Last week, Golkar officials expressed disappointment with the coalition, which they said ignored Golkar’s ideas on improving the government’s poor performance. They said they wanted the President to reshuffle his Cabinet.
Certain factions in the party have expressed disappointment with Yudhoyono, who offered only three posts in his Cabinet to Golkar, up from two in his previous Cabinet.
Golkar’s current leadership meeting is focused on rural development to reflect Golkar’s stated commitment to defending ordinary people. Aburizal emphasized that Golkar would oppose any government policy that was not in the interest of the common people.
“Golkar will oppose the government’s plan to hike the power rates by 17 percent in 2011 and will review unpopular government policies. Golkar will also fight for concrete programs to address unemployment and poverty,” he said.
One issue that Golkar said it would delve into was Indonesia’s economic growth. Despite beating estimates, Golkar says, the 6.4 percent growth had not contributed significantly to poverty eradication efforts or reducing unemployment.
Political analysts recommended that Golkar quit the coalition and instead focus on its new political agenda, improving public welfare.
Commenting on a possible run for the presidency in 2014, Aburizal said the party was not obliged to nominate him.
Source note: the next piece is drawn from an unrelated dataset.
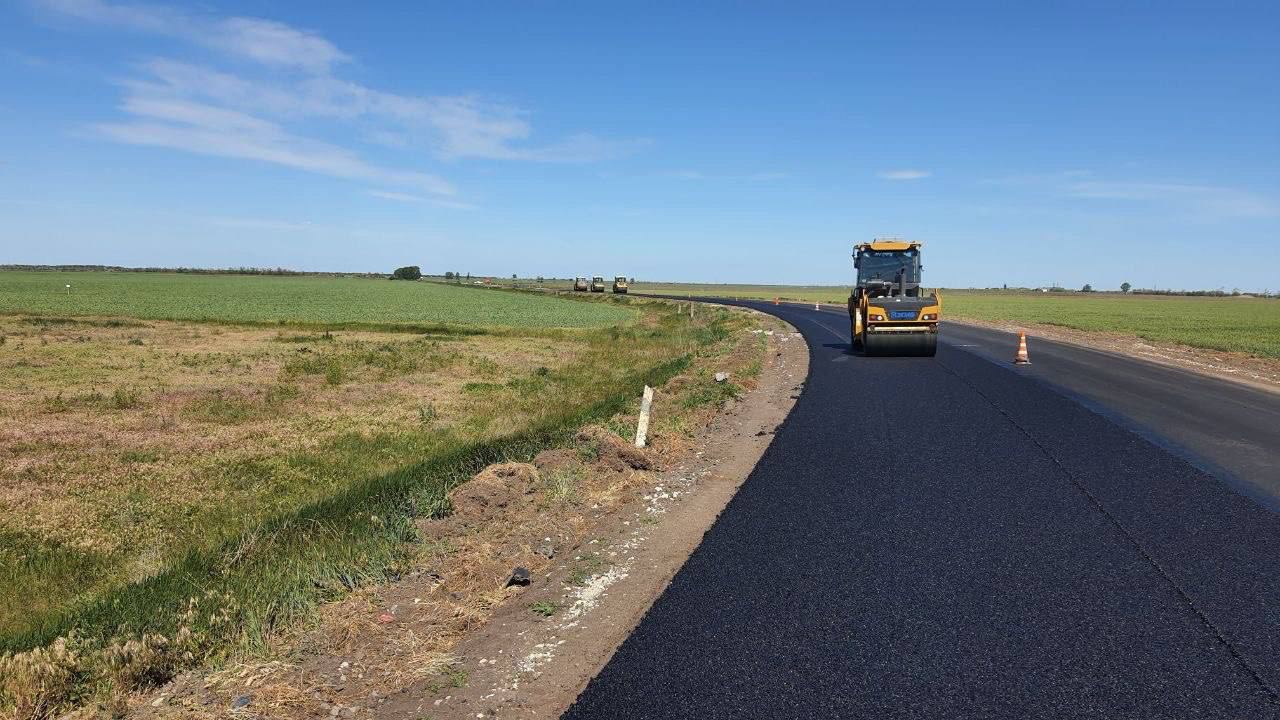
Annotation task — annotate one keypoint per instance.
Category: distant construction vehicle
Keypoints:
(888, 311)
Instead, he said he would pave the way for other, better candidates.
“We will nominate the best person to lead the country.”
In a seminar on nationalism Saturday organized by Golkar, Catholic priest Frans Magnis-Suseno, a professor at the Driyarkara Institute of Philosophy, asked the party to take a leading role in the war against widespread, institutionalized corruption.
“The public is skeptical of the House of Representatives, which has seen many of its members imprisoned for graft and many others charged in court,” he said.
Frans Magnis said corruption, along with increasingly consumption-driven lifestyles, intolerance and social injustice, threatened the nation’s integrity.
Azyumardi Azra, the director of the postgraduate program at Syarif Hidayatullah Islamic University in Ciputat, Banten, said at the seminar that Indonesia should not succumb to demands by hardliners to become an Islamic state, and should maintain the Pancasila as the state ideology, which, he said, was the best alternative for the pluralistic country.